RXJAVA framework's back pressure technical principles and practical application research
RXJAVA is a streaming programming library for processing asynchronous and event -based programming.It uses an observer mode and an observed stream to express asynchronous data processing.When processing asynchronous data streams, back pressure technology is an important concept that helps control the flow speed of data to avoid data producers from overwhelming data consumers.
Back pressure is a technology that sends signals to data producers to control the data stream by data consumers.In asynchronous programming, data producers may generate data at a faster speed, and consumers may not be able to process these data immediately.If there is no back pressure mechanism, these uncontrolled data may cause the memory to occupy too much, and even the system collapse.
RXJAVA uses back pressure strategies to control the speed of the data stream.Back pressure strategies can establish a communication mechanism between producers and consumers.
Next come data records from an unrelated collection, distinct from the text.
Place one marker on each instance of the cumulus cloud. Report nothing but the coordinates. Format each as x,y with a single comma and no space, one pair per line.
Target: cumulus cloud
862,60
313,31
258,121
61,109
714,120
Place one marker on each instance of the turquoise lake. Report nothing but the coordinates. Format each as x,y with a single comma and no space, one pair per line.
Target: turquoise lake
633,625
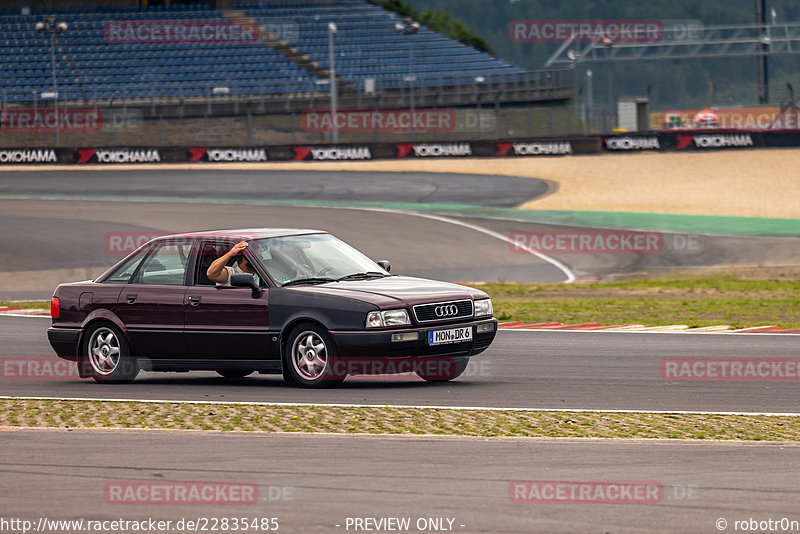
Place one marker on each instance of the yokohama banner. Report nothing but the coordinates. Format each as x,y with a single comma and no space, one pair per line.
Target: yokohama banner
227,154
631,142
28,155
333,153
434,150
117,155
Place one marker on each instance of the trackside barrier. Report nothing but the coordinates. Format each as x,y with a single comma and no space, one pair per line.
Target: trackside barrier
692,140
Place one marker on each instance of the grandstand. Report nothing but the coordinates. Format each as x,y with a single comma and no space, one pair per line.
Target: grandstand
113,53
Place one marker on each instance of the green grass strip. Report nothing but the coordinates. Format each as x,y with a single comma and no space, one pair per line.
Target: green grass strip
48,413
663,222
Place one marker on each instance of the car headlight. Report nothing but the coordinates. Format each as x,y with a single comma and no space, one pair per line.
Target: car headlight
483,307
387,318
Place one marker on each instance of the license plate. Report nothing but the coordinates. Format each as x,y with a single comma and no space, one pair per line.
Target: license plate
453,335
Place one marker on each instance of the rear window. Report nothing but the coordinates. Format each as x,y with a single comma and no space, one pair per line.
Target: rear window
122,275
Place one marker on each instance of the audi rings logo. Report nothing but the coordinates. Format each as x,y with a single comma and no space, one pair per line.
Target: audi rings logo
445,311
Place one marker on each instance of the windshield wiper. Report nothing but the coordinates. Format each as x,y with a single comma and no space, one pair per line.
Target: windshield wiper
361,276
311,280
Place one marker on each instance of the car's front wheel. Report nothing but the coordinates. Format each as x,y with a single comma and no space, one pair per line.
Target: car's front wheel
310,358
107,356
Through this mechanism, consumers can inform producers that they can withstand the size of the data traffic.Based on these signals, producers can adjust their generating speed accordingly to make the processing of data more balanced.
RXJAVA provides several different back pressure strategies.Among them, the most commonly used is buffering and discarding strategies.In the buffer strategy, producers will store all unfinished data in memory until consumers prepare them.When consumers are ready to process data, they can obtain all buffer data at one time.In the discarding strategy, producers will simply discard those unprepared data.
Below is an example code that uses RXJAVA's back pressure strategy:
Flowable.range(1, 1000)
.onbackpressureBuffer () // Use buffer strategy
.obServeon (schedulers.io ()) // process data in the IO thread
.subscribe(new Subscriber<Integer>() {
@Override
public void onSubscribe(Subscription s) {
s.Request (Integer.max_value); // Requires to process as much data as possible
}
@Override
public void onNext(Integer integer) {
// Data processing
System.out.println(integer);
}
@Override
public void onError(Throwable t) {
// Error treatment
}
@Override
public void onComplete() {
//
}
});
In this example, by using the `OnbackpressureBuffer () method, we chose the buffer strategy to deal with back pressure.Then, we use the `Observeon ()` method to switch the data processing to the IO thread.Finally, we subscribe to the data stream through the method of `Subscripe ()`, and request as much data as possible in the method of `onsubscrip ().
Through back pressure technology, RXJAVA can better control the rate of data streams, thereby helping us avoid the problem of memory occupation and system collapse.In practical applications, we can choose the appropriate back pressure strategy based on the specific scene, or to meet specific needs by custom back pressure strategies.